He woos Sylvie Russo (Elle Fanning) and forms a hot-and-cold relationship with her. He also meets Joan Baez (Monica Barbaro), and they begin performing amazing duets. He achieves stratospheric fame with anthems like "Blowin' in the Wind" and "The Times They Are a-Changin'." But when he's invited to play the 1965 Newport Folk Festival, there have been rumblings that Bob has moved on from traditional folk to electric rock, including a full band. When he takes the stage, history is made.
Bob Dylan is a notoriously reticent figure, and no movie or book about him has ever been able to get inside his head or to touch his genius. A Complete Unknown barely even tries. Director James Mangold previously made the Johnny Cash biopic Walk the Line, which was subsequently parodied (brilliantly) by Walk Hard: The Dewey Cox Story.

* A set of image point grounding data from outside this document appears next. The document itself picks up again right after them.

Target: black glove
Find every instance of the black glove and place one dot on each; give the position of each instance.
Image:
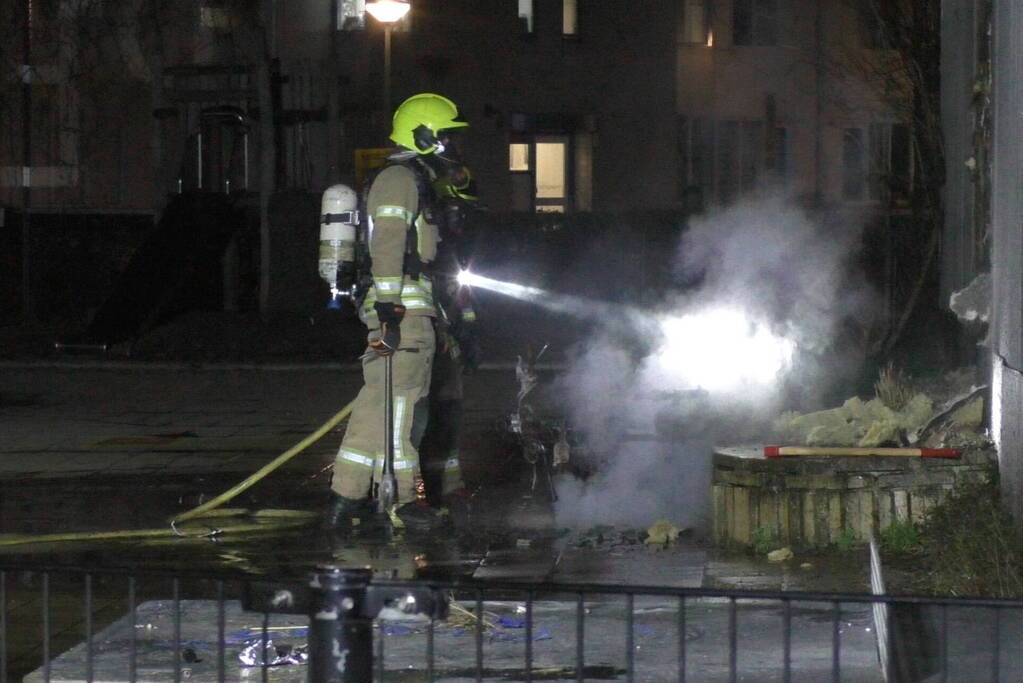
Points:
(390, 316)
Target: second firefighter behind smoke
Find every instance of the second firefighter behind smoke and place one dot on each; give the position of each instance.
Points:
(457, 347)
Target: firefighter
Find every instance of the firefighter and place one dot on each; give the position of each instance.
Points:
(399, 312)
(457, 347)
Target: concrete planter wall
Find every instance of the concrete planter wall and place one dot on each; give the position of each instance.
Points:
(810, 502)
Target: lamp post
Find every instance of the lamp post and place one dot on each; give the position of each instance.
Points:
(388, 12)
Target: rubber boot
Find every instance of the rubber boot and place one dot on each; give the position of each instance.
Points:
(418, 516)
(345, 514)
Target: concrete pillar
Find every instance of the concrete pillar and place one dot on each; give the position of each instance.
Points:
(1007, 249)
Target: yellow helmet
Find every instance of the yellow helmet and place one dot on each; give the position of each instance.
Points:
(419, 120)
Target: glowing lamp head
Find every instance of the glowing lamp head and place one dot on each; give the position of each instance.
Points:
(388, 11)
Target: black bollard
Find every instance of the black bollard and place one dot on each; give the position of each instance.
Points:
(341, 634)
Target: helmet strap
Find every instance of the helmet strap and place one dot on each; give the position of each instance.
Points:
(425, 139)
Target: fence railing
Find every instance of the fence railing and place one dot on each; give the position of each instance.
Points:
(342, 625)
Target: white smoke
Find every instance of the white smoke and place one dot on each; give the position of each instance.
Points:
(763, 289)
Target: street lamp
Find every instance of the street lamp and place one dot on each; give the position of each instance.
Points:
(388, 12)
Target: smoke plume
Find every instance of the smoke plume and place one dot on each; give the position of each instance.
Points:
(790, 282)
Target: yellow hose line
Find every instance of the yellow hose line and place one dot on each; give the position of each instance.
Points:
(266, 469)
(138, 534)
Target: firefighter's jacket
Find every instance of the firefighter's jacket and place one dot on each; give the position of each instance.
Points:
(402, 243)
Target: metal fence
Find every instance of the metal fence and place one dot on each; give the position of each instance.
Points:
(341, 625)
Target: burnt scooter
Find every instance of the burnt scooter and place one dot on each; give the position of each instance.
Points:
(542, 441)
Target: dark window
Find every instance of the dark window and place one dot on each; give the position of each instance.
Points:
(872, 33)
(755, 21)
(853, 171)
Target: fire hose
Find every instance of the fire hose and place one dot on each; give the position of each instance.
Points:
(258, 520)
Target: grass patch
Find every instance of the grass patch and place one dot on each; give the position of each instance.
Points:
(763, 540)
(901, 538)
(967, 546)
(893, 388)
(972, 545)
(846, 540)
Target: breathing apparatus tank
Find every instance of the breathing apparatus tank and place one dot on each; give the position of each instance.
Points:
(339, 242)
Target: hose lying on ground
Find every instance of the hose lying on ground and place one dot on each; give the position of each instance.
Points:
(258, 520)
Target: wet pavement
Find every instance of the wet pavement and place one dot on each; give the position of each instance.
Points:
(108, 446)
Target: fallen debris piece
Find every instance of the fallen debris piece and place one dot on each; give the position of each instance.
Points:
(662, 532)
(780, 451)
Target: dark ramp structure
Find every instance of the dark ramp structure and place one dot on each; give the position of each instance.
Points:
(181, 266)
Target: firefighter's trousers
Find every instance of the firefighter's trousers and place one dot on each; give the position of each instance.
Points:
(439, 452)
(360, 458)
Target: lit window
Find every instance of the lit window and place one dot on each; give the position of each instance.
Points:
(550, 171)
(518, 156)
(720, 161)
(540, 175)
(877, 166)
(696, 28)
(570, 18)
(526, 15)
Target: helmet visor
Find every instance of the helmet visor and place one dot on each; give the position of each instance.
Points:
(448, 145)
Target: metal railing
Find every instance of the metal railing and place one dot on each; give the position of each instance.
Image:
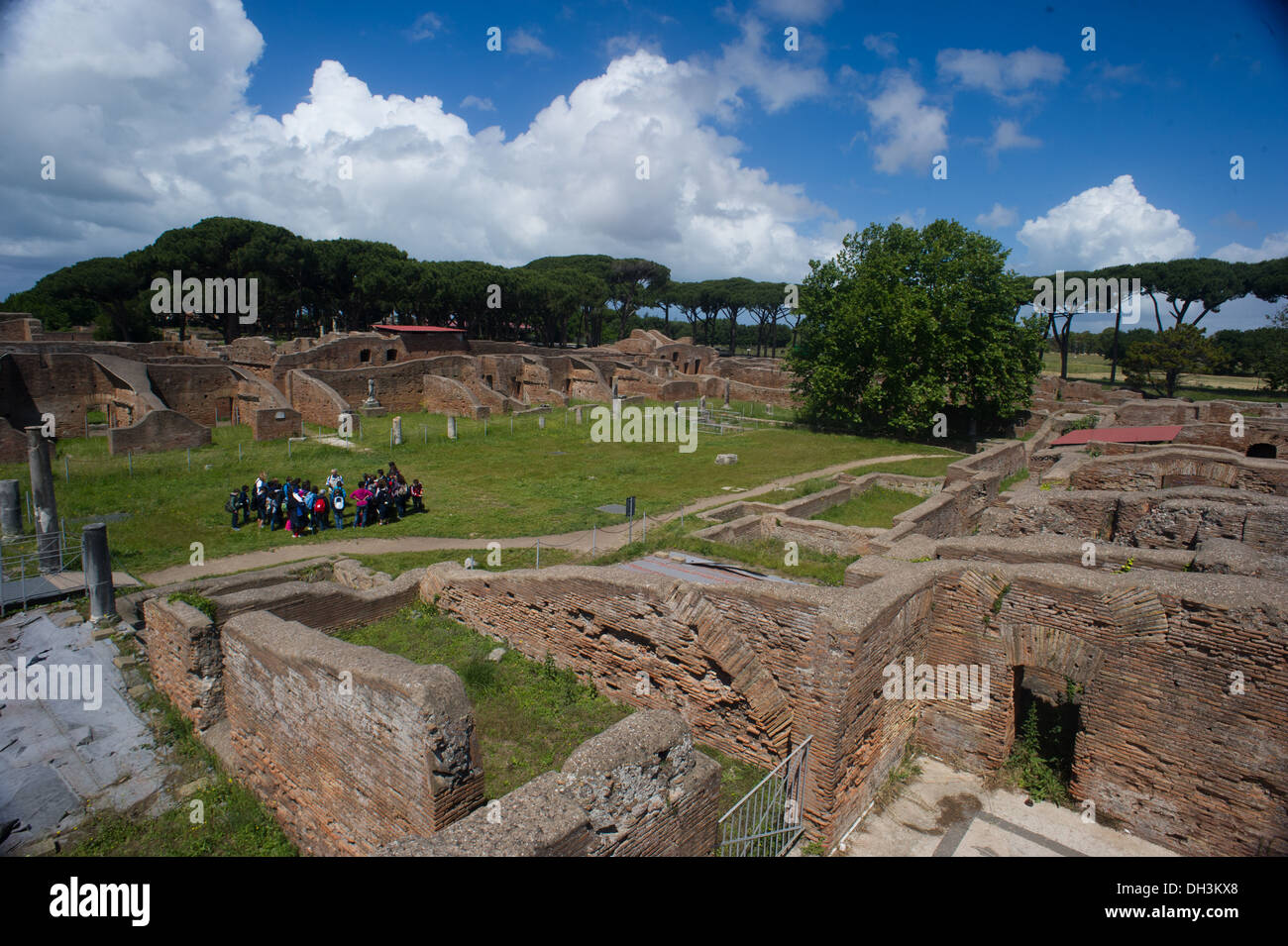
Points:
(22, 573)
(768, 820)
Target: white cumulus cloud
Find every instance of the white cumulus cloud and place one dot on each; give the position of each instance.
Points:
(166, 139)
(909, 132)
(1008, 76)
(1106, 227)
(999, 216)
(1008, 136)
(1273, 248)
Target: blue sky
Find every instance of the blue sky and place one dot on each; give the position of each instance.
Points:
(759, 158)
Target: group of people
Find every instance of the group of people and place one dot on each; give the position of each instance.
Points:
(303, 507)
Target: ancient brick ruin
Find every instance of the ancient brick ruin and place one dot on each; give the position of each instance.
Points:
(168, 394)
(1138, 584)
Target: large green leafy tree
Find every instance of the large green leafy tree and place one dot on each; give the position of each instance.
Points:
(902, 323)
(1273, 362)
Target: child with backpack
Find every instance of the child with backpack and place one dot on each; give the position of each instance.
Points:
(338, 503)
(320, 510)
(273, 504)
(362, 503)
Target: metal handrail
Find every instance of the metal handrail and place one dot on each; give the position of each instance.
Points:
(761, 813)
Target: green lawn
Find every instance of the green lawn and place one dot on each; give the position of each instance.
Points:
(395, 563)
(232, 820)
(528, 716)
(760, 555)
(875, 507)
(500, 484)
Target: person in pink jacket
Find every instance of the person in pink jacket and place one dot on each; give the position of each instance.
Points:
(361, 497)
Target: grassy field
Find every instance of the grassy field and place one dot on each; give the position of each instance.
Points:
(528, 716)
(875, 507)
(395, 563)
(1194, 386)
(761, 555)
(235, 822)
(482, 485)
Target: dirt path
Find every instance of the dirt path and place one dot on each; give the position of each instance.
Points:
(604, 540)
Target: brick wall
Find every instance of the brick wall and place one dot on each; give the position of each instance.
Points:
(639, 788)
(159, 430)
(274, 424)
(1177, 467)
(185, 659)
(1166, 748)
(323, 605)
(349, 747)
(316, 400)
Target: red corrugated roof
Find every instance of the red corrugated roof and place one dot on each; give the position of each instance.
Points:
(1121, 435)
(419, 328)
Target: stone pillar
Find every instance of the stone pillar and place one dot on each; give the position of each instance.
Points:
(11, 507)
(43, 501)
(98, 573)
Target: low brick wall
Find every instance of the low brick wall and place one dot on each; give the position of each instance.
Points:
(185, 659)
(1177, 467)
(159, 430)
(349, 747)
(639, 788)
(1179, 517)
(274, 424)
(323, 605)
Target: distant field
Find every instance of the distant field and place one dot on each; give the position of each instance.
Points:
(501, 484)
(1196, 386)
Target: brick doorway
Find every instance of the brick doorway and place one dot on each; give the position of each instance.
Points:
(1046, 718)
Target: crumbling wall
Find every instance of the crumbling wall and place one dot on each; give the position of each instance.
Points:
(1177, 467)
(716, 658)
(1170, 747)
(639, 788)
(185, 659)
(349, 747)
(159, 430)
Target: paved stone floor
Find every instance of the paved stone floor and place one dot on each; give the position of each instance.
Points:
(947, 813)
(59, 756)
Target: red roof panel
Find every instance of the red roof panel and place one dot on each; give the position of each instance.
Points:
(1120, 435)
(419, 328)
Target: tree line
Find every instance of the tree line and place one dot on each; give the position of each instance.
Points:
(307, 286)
(1189, 291)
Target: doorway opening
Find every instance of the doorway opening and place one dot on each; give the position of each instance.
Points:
(1047, 721)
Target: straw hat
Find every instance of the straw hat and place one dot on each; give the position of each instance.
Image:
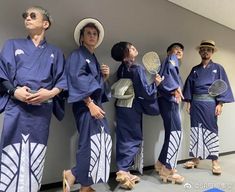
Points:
(207, 43)
(82, 24)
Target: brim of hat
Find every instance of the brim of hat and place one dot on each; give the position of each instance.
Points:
(83, 23)
(215, 48)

And yet, this new movie still returns to that same tired biopic formula, skimming over the years, looking at what happened with little effort spent on why things happened. (In one scene, Bob and Sylvie watch the TV news about the Kennedy assassination, for no other reason than to mark the date.) It might have been more useful or interesting to simply cut to the chase and get to the show.
That said, the work that Chalamet has put into becoming Bob Dylan is beyond reproach. It's not just a canny imitation, it's a look inside the musician's brain; we can see his wheels turning, even if the miracles seem to emerge, fully-formed, from virtually nowhere. Norton has also completely transformed into Pete Seeger, a man of an earlier generation that is surpassed by the younger. And Fanning is ferocious as Sylvie, who tries harder than anyone to crack Bob's facade.
The climax, at Newport, is undeniably "electric," for want of a better word, and well worth waiting for. If A Complete Unknown had spent more time on why this moment was important or controversial and less time on the long buildup, then we might have had something great, rather than something great-adjacent.